The lodge is a set of cabins, with central amenities: a dining room, an assembly hall, a pool, and so on. It’s nothing fancy - and, frankly, it’s getting a bit rundown. “It’s a paradise for them,’’ says Hymie Abramowitz, the lodge vice president and the person mainly responsible for upkeep. “It’s not a paradise for me. It’s a labor camp.’’
What makes the place special is neither the facilities (no one would ever confuse it with the other Four Seasons) nor the location (in the heart of the Borscht Belt). It’s the people.
They’re in their 70s, 80s, even 90s. It’s the fourth season of their lives, and they know it. Most of them have thick Eastern European accents (much of the dialogue is subtitled). As befits their status as survivors, they’re tough, argumentative, and unblinking. Everyone has amazing, often horrific experiences to relate. “You remember when the Germans came into Lodz?’’ one man asks as he begins a long description. It’s the way someone would start telling an oft-repeated story at a family reunion.
In fact, the people at Four Seasons Lodge are a sort of family. Sharing bonds none of us can begin to imagine, they naturally sought each other out. What might seem odd at first - that Holocaust survivors should come together in their leisure time - makes perfect sense, as viewers come to know Genia and Olga and Aron and Tobias and Lola and the rest. “We created like a family from our friends,’’ says one, “because we’d lost our family.’’ Or as another puts it, “We are survivors, we stick to each other, like glue.’’

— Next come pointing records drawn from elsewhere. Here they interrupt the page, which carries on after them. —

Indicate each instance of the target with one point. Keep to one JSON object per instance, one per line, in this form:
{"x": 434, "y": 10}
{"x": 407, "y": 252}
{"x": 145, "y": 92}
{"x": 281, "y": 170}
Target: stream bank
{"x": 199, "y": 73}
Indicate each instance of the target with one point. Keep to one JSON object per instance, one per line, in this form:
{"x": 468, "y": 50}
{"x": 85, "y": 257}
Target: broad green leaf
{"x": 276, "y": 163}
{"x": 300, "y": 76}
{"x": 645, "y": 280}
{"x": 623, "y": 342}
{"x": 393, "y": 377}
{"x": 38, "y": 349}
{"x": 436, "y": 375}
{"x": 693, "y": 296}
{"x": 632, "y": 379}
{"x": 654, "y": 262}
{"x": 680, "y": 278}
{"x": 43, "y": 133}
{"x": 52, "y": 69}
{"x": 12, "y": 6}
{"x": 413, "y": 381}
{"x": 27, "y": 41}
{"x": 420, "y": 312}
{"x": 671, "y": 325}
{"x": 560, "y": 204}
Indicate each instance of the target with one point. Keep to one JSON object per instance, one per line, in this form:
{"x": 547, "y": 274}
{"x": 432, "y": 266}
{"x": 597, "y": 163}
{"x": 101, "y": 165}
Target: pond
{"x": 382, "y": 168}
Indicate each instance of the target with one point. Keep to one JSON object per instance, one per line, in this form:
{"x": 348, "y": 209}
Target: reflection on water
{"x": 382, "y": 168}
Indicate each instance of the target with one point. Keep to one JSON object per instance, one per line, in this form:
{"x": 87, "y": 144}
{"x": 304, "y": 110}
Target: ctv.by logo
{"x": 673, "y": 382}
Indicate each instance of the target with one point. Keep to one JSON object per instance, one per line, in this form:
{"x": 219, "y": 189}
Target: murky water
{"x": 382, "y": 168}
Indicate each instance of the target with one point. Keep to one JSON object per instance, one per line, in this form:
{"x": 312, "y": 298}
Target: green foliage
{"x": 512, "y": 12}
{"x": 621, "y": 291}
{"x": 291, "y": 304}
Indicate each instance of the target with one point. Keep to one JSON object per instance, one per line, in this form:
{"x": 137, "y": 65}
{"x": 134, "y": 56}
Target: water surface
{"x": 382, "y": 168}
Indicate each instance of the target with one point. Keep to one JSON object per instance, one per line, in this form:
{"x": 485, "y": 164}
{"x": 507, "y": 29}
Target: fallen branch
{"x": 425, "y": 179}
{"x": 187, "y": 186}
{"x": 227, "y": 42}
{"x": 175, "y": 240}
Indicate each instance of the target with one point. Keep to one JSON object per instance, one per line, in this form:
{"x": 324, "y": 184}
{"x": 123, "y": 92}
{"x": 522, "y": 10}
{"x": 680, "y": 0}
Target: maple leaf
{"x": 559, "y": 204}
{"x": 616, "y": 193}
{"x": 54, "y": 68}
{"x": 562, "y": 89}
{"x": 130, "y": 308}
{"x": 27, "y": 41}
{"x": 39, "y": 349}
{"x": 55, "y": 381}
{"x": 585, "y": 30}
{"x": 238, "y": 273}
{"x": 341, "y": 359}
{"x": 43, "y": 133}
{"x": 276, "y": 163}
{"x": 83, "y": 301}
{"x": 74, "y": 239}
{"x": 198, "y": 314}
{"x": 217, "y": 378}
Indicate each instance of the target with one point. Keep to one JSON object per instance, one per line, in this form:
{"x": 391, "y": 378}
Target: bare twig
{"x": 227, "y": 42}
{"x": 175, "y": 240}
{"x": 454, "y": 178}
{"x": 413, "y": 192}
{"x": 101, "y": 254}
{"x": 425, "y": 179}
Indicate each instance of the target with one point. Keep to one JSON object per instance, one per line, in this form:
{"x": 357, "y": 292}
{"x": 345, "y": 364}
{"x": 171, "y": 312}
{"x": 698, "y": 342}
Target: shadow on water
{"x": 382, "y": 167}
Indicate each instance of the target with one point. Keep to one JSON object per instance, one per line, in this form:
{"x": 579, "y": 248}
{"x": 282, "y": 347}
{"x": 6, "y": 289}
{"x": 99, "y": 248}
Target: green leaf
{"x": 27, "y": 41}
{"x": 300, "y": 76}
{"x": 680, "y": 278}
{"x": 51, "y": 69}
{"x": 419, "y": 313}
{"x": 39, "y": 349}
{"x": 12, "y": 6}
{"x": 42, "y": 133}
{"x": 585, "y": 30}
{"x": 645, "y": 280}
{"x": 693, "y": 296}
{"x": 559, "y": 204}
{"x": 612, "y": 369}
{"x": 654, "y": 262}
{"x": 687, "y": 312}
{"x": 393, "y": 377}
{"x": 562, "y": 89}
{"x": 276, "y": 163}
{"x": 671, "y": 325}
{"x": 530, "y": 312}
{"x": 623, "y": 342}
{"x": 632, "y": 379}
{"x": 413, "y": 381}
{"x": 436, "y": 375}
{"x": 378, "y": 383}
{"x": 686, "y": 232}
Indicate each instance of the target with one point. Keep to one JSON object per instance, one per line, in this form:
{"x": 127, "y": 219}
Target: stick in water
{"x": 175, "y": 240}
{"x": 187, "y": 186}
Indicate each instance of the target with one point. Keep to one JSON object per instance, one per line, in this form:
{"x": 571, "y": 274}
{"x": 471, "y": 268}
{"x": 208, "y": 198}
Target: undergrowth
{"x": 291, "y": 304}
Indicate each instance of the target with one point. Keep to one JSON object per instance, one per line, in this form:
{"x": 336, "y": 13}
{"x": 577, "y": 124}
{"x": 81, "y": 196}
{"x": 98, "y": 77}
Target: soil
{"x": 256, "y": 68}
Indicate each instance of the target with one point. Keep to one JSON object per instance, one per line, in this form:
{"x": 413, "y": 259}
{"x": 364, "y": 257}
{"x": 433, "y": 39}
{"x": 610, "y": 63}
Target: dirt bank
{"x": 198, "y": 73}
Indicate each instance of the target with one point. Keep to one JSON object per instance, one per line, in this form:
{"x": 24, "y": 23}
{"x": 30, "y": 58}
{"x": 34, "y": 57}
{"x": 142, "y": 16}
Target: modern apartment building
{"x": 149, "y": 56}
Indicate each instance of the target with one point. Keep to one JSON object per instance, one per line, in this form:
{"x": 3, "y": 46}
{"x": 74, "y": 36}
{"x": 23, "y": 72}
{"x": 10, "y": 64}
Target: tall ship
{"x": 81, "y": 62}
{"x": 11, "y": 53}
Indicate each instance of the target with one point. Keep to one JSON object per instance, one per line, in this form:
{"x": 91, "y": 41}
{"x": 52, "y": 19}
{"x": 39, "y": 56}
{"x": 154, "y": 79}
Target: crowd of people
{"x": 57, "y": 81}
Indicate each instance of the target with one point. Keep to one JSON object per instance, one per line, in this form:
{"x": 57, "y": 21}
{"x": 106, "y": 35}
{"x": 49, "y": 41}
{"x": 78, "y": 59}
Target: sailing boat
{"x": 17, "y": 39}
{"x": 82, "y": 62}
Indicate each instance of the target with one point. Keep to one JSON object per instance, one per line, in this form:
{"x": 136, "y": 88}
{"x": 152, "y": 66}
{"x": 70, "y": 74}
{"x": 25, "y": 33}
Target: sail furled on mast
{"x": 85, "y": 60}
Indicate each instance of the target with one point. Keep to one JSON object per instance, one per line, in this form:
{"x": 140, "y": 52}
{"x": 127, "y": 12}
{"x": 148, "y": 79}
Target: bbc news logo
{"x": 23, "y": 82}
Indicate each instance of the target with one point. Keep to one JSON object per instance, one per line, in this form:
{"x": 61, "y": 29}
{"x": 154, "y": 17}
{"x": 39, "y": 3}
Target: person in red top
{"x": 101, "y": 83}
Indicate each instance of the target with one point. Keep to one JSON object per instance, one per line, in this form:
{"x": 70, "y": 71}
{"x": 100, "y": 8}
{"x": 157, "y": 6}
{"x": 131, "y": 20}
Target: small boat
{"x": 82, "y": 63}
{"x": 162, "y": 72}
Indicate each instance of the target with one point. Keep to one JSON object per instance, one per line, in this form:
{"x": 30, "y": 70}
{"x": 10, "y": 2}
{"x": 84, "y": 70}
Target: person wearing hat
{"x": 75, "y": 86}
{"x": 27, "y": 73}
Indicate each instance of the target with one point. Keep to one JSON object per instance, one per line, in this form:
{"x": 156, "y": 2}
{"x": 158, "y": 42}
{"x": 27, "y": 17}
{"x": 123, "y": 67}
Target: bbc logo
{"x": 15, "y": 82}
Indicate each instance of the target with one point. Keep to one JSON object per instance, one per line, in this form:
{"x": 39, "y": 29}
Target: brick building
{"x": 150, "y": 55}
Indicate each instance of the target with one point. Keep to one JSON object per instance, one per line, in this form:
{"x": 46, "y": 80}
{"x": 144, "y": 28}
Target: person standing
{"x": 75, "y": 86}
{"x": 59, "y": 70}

“Four Seasons Lodge’’ has no narrator. Jacobs simply lets us take in the scene (one of the cameramen is the great Albert Maysles). We see card-playing, dancing, and the like. It’s a bit of a jaw-dropper when an entertainer starts to sing “Cabaret.’’ The documentary mostly consists of hearing people talk about themselves, along with slice-of-life footage of lodge routine. There are also some home movies and archival photographs.
The best thing about “Four Seasons Lodge’’ is its subject. The next best is Jacobs’s restraint. There’s nothing hurried or emphatic about his treatment of this material. Eric Lewis’s nicely spare piano score enhances the effect. The final third of the movie does begin to get a bit mawkish - will the lodge really be closing? maybe, maybe not - and, yes, there’s a shot of leaves falling on the lawn. We see residents dancing not just to “Hava Nagila’’ but also “I Will Survive.’’ That’s laying it on a bit thick, but if anyone has a right to revel in the message of that song it’s the residents of Four Seasons Lodge.